The interreader and intrareader variability based on six experts’ annotations were assessed in this study. It is well known that the larger the intersection over union (IoU) value is, the higher the overlap rate between two bounding boxes and the better their consistency²⁰. The assessment shows that the average intrareader IoU value of each abnormality ranged from 0.773 to 0.992, and the average interreader IoU value of each abnormality ranged from 0.698 to 0.968. More detailed information can be found in Supplementary Table 2. In addition, we found that IoU=0 for a few abnormalities. This occurred in two situations. One was that certain abnormalities were annotated by one expert but not by another expert, and the other was that certain abnormalities were annotated differently by two experts. We further counted the number of bounding boxes with IoU=0 for each abnormality and found that the maximal number was 14 in the interreader study (<0.023 per CXR) and the maximal number was 6 in the intrareader study (<0.01 per CXR). Detailed information can be found in Supplementary Table 3. These results demonstrated the good interreader and intrareader agreement of annotations.

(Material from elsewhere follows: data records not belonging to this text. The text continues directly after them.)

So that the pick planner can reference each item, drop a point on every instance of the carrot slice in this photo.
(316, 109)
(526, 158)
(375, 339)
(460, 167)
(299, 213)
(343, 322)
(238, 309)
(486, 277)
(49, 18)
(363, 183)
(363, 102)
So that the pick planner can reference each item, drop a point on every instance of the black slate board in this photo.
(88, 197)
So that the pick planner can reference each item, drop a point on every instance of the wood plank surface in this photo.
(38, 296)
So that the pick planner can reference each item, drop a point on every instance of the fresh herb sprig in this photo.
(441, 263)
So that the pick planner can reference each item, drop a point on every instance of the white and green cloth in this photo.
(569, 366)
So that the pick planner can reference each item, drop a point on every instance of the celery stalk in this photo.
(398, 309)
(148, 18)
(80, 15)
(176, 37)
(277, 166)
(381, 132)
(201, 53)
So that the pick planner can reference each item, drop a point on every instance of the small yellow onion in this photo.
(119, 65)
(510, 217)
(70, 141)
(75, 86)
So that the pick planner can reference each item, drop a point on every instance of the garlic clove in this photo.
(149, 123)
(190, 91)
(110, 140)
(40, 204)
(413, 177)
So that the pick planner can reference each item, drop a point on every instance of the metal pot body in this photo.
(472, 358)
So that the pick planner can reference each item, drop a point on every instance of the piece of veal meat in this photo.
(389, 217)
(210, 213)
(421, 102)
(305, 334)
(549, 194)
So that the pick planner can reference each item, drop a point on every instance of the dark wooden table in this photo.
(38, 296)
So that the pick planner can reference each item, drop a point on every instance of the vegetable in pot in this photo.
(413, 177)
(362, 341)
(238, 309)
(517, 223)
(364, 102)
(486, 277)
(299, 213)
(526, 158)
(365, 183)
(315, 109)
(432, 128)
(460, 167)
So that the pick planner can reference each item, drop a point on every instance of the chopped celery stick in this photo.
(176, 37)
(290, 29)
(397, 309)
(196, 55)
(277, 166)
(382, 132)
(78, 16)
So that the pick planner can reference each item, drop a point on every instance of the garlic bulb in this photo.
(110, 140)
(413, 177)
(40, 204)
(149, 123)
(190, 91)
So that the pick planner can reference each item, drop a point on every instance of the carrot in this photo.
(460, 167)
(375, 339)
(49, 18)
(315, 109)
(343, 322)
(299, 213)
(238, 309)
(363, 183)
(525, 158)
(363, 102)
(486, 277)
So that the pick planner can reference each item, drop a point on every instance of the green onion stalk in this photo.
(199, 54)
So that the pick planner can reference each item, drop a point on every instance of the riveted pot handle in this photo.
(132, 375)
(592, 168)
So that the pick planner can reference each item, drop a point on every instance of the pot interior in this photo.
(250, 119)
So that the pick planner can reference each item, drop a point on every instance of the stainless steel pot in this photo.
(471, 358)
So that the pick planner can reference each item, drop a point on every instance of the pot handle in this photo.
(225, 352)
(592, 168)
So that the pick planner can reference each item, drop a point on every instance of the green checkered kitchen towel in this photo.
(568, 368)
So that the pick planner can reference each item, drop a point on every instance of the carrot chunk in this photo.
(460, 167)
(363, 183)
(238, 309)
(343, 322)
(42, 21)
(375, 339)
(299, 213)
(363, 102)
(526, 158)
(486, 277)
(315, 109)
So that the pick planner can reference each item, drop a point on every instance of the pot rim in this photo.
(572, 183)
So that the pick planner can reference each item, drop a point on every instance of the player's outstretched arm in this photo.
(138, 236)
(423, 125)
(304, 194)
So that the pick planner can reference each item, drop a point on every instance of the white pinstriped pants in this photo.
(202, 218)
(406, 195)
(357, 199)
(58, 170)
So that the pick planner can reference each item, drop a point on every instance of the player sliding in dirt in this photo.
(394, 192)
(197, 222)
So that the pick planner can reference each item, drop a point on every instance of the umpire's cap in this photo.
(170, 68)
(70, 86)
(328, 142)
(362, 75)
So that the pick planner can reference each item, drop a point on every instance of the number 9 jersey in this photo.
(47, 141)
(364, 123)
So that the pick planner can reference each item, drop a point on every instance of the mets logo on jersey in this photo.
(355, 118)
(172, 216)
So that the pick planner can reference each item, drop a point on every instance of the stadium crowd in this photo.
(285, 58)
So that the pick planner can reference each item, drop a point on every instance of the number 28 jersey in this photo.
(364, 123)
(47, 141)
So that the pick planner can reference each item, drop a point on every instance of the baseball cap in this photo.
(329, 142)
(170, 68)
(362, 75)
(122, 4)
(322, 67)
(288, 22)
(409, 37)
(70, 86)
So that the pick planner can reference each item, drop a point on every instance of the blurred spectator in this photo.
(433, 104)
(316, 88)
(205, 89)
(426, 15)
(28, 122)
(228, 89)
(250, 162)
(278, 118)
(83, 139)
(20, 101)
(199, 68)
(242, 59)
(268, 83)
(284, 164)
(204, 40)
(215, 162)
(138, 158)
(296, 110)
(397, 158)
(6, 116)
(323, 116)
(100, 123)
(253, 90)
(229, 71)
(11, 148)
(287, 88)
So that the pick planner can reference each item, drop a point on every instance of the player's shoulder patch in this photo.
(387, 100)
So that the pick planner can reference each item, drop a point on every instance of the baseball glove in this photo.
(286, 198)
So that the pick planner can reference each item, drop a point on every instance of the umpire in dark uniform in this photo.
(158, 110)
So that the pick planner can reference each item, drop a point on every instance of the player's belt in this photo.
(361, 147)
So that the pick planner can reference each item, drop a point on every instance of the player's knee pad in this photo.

The performance achieved by the updated deep model after each iteration was separately evaluated on the held-out test dataset, as shown in Fig. 2. The results demonstrated that as the number of iterations increased, the number of annotated CXRs also increased, and the performance of the updated model gradually improved. Note that the model with 0 iterations corresponds to the preliminary model. After seven iterations, the construction of the CXR-AL14 dataset was completed, and the updated model after the seventh iteration was the YOLOX model in the proposed framework, which achieved the highest performance. The results also demonstrated that the human-in-the-loop approach was effective for the annotation of the training dataset.